Model performance follows a neural scaling law: \(z \propto 0.24 x^{0.05} + 0.11 y^{0.03}\), indicating that larger data and model scales can yield further gains.

Highlights & Insights¶

Elegant unified semantic space design: Query, entity, and relation representations are all initialized using the same sentence embedding model, enabling the GNN to transfer naturally to any new graph — a key design for achieving a "graph foundation model."
Theoretical guarantee of single-step multi-hop equivalence: \(L\) layers of query-dependent message passing are theoretically equivalent to \(L\)-hop logical reasoning, avoiding the LLM overhead of multi-step retrieval.
Path interpretability: Multi-hop reasoning paths can be extracted via gradient backpropagation, enhancing trustworthiness.
Inverse-frequency-weighted document ranking draws on TF-IDF intuition to efficiently convert entity scores into document scores.

Limitations & Future Work¶

KG construction depends on LLMs: OpenIE extraction quality directly impacts KG quality; results vary across different LLMs and may degrade for low-resource languages.
8M parameters vs. scaling law: Although a scaling law is demonstrated, training is only conducted at the 8M scale; whether larger-scale training encounters bottlenecks remains unknown.
Entity resolution is a bottleneck: Current embedding-similarity-based resolution may fail for synonymous entities with dissimilar embeddings.
KG construction overhead: Rebuilding the KG-index for each new dataset requires LLM calls, which is non-trivial in cost.
Potential improvements: Combining GFM-RAG's graph reasoning with dense retrieval for hybrid retrieval; exploring larger-scale pretraining.

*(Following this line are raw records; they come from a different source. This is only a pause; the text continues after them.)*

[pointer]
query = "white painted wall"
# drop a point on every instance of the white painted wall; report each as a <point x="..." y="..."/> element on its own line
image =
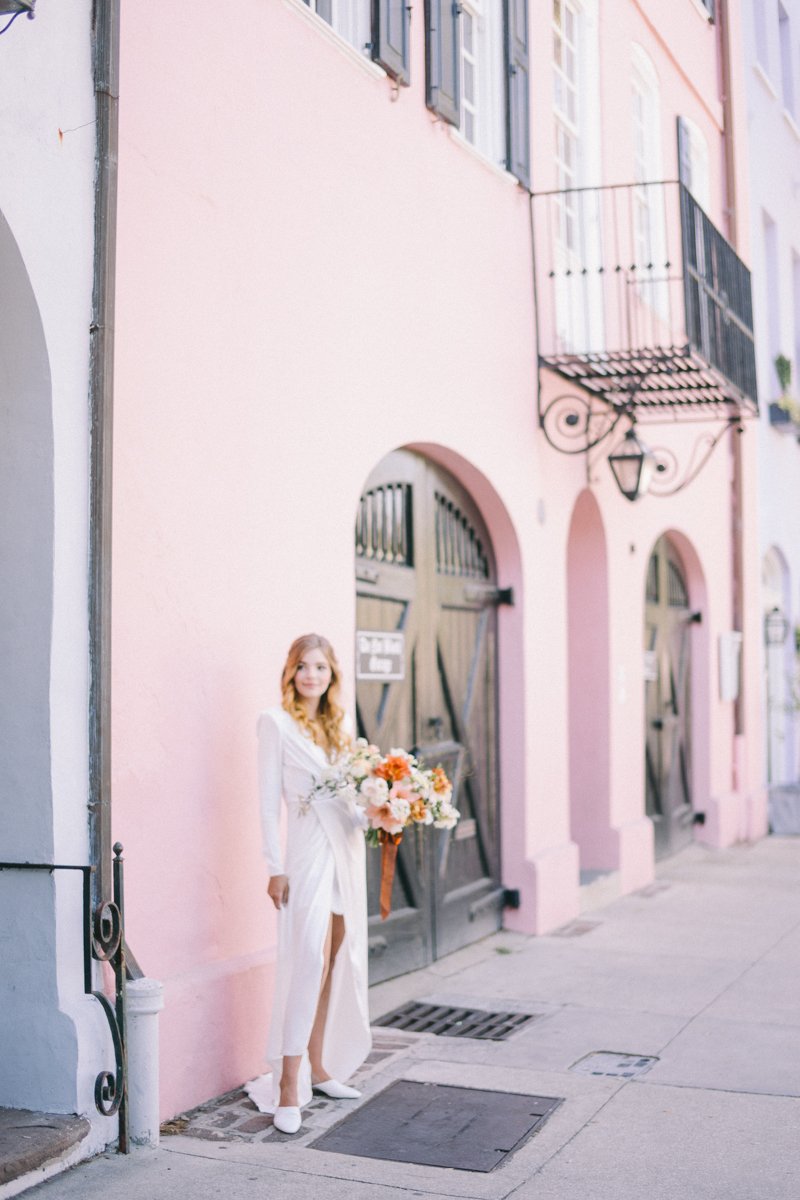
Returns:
<point x="774" y="148"/>
<point x="55" y="1037"/>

vs. HippoRAG: HippoRAG uses Personalized PageRank for graph retrieval, relying entirely on graph structure; GFM-RAG learns to reason via GNN, making it more robust to noisy and incomplete graphs.
vs. IRCoT: IRCoT requires multi-step iterative LLM reasoning with high overhead; GFM-RAG achieves equivalent multi-hop reasoning in a single GNN pass, at 30× greater efficiency.
vs. ULTRA/GFT and other graph foundation models: These works focus on graph tasks (node classification, link prediction); GFM-RAG is the first graph foundation model targeting RAG.

Rating¶

Novelty: ⭐⭐⭐⭐⭐ First work to apply a graph foundation model to RAG, with an elegant unified semantic space design.
Experimental Thoroughness: ⭐⭐⭐⭐⭐ Evaluated on 3 multi-hop QA benchmarks + 7 domain-specific datasets + efficiency analysis + scaling law + ablation study.
Writing Quality: ⭐⭐⭐⭐ Clear structure and detailed method description, though notation is occasionally dense.
Value: ⭐⭐⭐⭐⭐ Provides a powerful and generalizable solution for GraphRAG; zero-shot generalization achieved with only 8M parameters.